The Fox at the Fence Line
I wasn't supposed to be at Tyler's pool party. I was just the girl whose cat ran away, the one nobody really noticed. But here I was, standing awkwardly by the edge of the pool while everyone else played padel on the court beyond the fence.
"You're not gonna swim?"
I turned to find Maya—actual Maya, the one who'd moved here freshman year and immediately become everyone's crush. Her hair was wet, droplets sliding down her neck. I felt my face heat up.
"I... forgot my suit," I lied. Smooth.
Maya laughed. "That's okay. You can help me with this instead."
She pointed to a plastic bag floating in the shallow end. Inside, a single goldfish swam in circles, looking utterly betrayed.
"Tyler's cousin won it at the carnival and decided to prank him," she explained, rolling her eyes. "But now we have to rescue it before his mom sees."
We fished the bag out with a net. The goldfish—she named it Finn—needed a proper home. But where?
"My place," I heard myself say. "My mom has this empty tank from when I was little."
"Perfect."
Maya insisted on walking with me. We talked about everything—school, how fake everyone could be, how she missed her old cat back in California. It felt easy. Real.
A flash of orange fur darted across someone's yard ahead.
"Wait—is that your cat?" Maya asked.
My heart stopped. "Mittens?"
The fox—a actual fox, sleek and wild—slipped through a gap in the fence. Behind it, my cat trotted confidently, like they were old friends.
"No way," Maya breathed. "Your cat runs with foxes now? That's literally the most metal thing I've ever heard."
We followed them at a distance, watching the fox and my cat move together through backyard after backyard until finally, my cat veered off toward my front porch. The fox paused, looked back once—almost like it was acknowledging us—then vanished into the woods.
Mittens acted like nothing had happened.
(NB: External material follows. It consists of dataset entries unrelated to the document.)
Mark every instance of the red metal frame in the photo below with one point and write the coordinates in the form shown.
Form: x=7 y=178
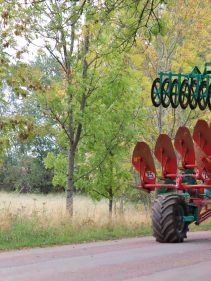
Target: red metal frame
x=194 y=156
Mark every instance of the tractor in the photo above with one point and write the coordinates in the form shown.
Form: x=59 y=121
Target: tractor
x=184 y=192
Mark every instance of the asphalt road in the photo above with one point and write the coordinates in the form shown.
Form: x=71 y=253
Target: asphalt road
x=127 y=259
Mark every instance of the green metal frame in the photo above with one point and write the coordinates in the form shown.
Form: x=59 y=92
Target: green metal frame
x=194 y=74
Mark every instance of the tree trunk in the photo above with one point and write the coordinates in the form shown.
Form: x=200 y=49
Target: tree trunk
x=70 y=181
x=110 y=202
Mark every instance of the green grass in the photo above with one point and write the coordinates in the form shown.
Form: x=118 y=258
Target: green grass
x=27 y=233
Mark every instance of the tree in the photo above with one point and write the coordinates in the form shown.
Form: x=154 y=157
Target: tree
x=176 y=48
x=77 y=35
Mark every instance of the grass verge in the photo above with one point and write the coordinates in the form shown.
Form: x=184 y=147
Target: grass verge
x=28 y=233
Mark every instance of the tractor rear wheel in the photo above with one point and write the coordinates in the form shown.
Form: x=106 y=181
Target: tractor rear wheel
x=167 y=218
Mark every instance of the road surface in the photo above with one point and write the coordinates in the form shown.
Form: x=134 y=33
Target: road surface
x=127 y=259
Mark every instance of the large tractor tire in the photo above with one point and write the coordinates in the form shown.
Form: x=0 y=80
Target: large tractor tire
x=167 y=218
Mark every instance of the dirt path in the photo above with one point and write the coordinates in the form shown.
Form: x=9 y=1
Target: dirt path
x=127 y=259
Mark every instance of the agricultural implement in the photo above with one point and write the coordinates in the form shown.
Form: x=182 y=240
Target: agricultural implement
x=184 y=193
x=192 y=89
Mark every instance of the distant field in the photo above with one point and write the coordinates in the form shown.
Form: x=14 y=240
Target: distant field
x=52 y=208
x=28 y=220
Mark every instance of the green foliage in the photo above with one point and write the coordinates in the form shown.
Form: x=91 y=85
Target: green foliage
x=25 y=174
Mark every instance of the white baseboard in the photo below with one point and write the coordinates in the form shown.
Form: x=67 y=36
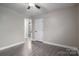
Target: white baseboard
x=60 y=45
x=10 y=46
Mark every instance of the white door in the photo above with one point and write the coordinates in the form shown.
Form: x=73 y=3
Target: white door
x=39 y=29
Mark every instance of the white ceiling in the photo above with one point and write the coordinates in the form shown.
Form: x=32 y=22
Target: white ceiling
x=45 y=7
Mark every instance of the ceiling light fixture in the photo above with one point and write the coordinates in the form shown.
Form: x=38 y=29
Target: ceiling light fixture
x=31 y=4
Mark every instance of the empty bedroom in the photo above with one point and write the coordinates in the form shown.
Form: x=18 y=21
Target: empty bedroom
x=39 y=29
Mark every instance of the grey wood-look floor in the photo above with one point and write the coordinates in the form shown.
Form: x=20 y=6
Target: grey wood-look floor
x=36 y=48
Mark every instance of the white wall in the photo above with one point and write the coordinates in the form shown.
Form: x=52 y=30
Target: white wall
x=60 y=27
x=78 y=24
x=11 y=27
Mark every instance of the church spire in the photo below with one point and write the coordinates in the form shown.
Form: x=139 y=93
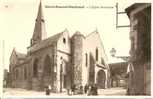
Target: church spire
x=39 y=30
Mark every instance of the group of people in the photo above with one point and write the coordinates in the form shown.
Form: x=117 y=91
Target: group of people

But I knew better.
"So," Maya said, stepping closer. "About that goldfish... you want to come back tomorrow? Help me set up the tank?"
I smiled. "Yeah. I'd like that."
Later, lying in bed with Finn's new tank bubbling softly on my nightstand, I realized something: maybe I wasn't just the girl whose cat ran away. Maybe I was the girl whose cat ran with foxes. The girl who'd finally made a real friend. The girl who'd accidentally rescued a goldfish and, somehow, rescued herself too.